Author: Julian Miles, Staff Writer

“Any final thoughts, Captain Macawdy?”
Macawdy smooths their layers of bright clothing, then leans forward with a smile: “I’d like to thank you for having the courage to invite me on your show, Miss Dreams. All the other networks have been scared off by the Anti-Privateer Leagues.”
Bomanife Dreams nods. This coup took months of negotiations between network, council, and police – before even contacting the privateers. When the possibility of a privateer getting live airtime was leaked, the protests only guaranteed it would happen, and with a far bigger audience.
“Everyone deserves a hearing, Captain. Your honesty may not have won you any more supporters, but has allowed us to see you’re not a mindless brute. Before we finish, I’d like to ask a more personal question, if I may?”
Macawdy nods: “Ask away.”
“How did you lose your leg?”
They sit back, uncross their legs, then stretch out the claw-footed prosthetic limb in question.
“As I mentioned, the life of a privateer comes with ups and downs. Before I took command of the Nelson, the ship I crewed on was unlucky. Out in freespace, a few bad raids and unchecked greed goes through rations quick. After a few days of drinking condensation and eating emergency wafers, the crew run a long pig raffle.”

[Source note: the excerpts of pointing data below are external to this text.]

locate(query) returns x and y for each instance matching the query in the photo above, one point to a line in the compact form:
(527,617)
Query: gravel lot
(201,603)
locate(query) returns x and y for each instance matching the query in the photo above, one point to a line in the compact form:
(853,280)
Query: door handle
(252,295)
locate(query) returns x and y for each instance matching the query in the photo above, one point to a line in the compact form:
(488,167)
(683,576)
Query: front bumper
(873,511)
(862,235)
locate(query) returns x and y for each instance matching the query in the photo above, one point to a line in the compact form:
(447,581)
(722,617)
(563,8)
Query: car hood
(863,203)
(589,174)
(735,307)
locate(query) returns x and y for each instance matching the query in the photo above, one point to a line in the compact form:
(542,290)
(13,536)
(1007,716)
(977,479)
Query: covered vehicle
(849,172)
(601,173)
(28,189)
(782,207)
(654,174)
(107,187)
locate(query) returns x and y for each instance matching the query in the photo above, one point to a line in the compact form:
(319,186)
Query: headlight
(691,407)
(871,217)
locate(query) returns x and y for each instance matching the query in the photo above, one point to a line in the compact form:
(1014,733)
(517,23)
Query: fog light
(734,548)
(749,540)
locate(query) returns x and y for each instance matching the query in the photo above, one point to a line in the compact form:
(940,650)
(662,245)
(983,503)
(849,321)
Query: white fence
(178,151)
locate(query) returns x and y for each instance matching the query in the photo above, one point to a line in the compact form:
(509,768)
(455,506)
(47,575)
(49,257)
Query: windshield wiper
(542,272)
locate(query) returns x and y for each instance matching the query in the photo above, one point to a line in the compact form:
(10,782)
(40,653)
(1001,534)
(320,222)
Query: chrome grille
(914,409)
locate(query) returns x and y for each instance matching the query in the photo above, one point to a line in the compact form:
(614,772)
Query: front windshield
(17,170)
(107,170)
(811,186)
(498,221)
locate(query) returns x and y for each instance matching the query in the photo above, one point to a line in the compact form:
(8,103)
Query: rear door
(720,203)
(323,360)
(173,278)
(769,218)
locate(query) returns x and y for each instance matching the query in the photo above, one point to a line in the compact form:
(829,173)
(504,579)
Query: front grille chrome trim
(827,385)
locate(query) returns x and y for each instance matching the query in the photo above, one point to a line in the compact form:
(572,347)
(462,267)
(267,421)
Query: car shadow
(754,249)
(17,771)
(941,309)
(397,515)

“That’s not a term I’m familiar with?”
“When you’re about to starve, the unthinkable becomes reasonable. Spacers can use their arms to get about in freefall. Legs aren’t as essential. Punchline being that out there, every human is walking about on three good meals and a breakfast.”
Bomanife pales.
“Certainly a cautionary anecdote to end our interview on. Thank you, Captain.”
After giving her closing monologue, she turns back to Macawdy.
“Can my people help you depart? The crowd outside has grown substantially. Not all are anti-privateer, either. Even with the extra police and military support, there will be clashes.”
“I’ve a private aircar coming. Seemed sensible, given the situation.”
“Yes. Actually, to make it easier, get them to land on our rooftop pad. Jeremy! Show the Captain up to the executive suite, would you?”
She smiles at the contrast between the swaggering, wide-shouldered pirate and the neat stride of her prim, grey-suited aide.
Jeremy returns after a few minutes. Bomanife occupies herself with preparation for tomorrows show.

The studio door slams open. Chief of Police Grunzam storms in, accompanied by three other officers, and two men in military uniform.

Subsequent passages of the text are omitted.